Shidor will expand its downtown Farmington location
Sometime between now and the first week of June, Shidor, a secondhand store located at the corner of Third and Oak streets, will move half a block south to a new location. The new spot, a former Dueber's department store most recently occupied by a pair of churches, is twice the store's current size.
Before it can open for business, though, there is work to do. On Monday, boxes and piles of items were spread around the room. Two volunteers and store owner Michelle Overbey sorted through them, trying to bring some kind of order to the collection.
Their job got bigger last week, when a 20-foot horse trailer arrived from the Florida secondhand store where Overbey's mother volunteers.
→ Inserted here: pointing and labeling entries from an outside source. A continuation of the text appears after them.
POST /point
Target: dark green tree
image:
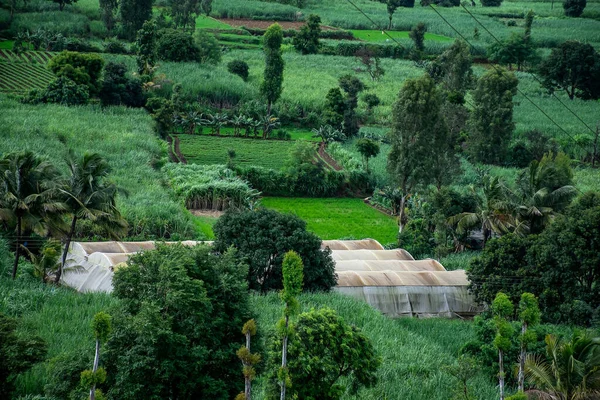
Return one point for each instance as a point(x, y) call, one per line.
point(293, 277)
point(83, 69)
point(18, 354)
point(88, 196)
point(133, 15)
point(146, 43)
point(417, 125)
point(575, 68)
point(324, 349)
point(574, 8)
point(175, 332)
point(184, 13)
point(417, 35)
point(352, 86)
point(27, 201)
point(306, 40)
point(491, 123)
point(367, 148)
point(263, 237)
point(273, 76)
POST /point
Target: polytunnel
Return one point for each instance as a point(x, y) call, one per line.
point(391, 281)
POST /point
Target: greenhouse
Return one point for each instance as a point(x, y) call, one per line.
point(391, 281)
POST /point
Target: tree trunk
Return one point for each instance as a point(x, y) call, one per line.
point(284, 357)
point(18, 248)
point(66, 250)
point(521, 376)
point(94, 369)
point(247, 381)
point(501, 374)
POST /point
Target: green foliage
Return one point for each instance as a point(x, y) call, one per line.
point(83, 69)
point(210, 50)
point(306, 41)
point(263, 237)
point(176, 331)
point(119, 89)
point(134, 13)
point(323, 349)
point(575, 68)
point(176, 46)
point(417, 35)
point(491, 123)
point(239, 68)
point(17, 353)
point(574, 8)
point(273, 76)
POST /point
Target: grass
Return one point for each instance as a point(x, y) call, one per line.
point(124, 136)
point(377, 36)
point(204, 149)
point(338, 218)
point(414, 352)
That delivery was a surprise. Overbey's mother had been packing the boxes of donated clothes - more than 100 in all - for several days. She thought they were headed for Africa, but as the driver prepared to leave with the trailer the store's owners announced the delivery was headed to Minnesota.
"They said they wanted to bless my mom for all of her hard work and make sure we were fully stocked when we opened," Overbey said. "She actually called me crying. She was so excited that we'll be able to have them here."
Overbey also collected unsold items from last weekend's Farmington Lutheran Church garage sale, and she has two more garage sales she will collect from in the next few days.
It will be a lot to sort through, but that's not a bad problem to have when you have more space to use.
It's also good news for Salt and Light, the nonprofit organization Overbey funds with proceeds from the store. She started the organization to help single-parent families buy homes, but it has changed over the years to meet other needs. Salt and Light has provided gift cards to Boeckman Middle School to be handed out to families that need help, and last Christmas it gave a family a fully-decorated Christmas tree.
"We not only have been able to help single parents, we've been able to help families who have had a fire," she said. "The nonprofit has flourished to something I never imagined it to."
Overbey expects the new space, and the donations she has received, to help keep things moving.
"It's just going to increase the revenue," he said. "It's a domino effect."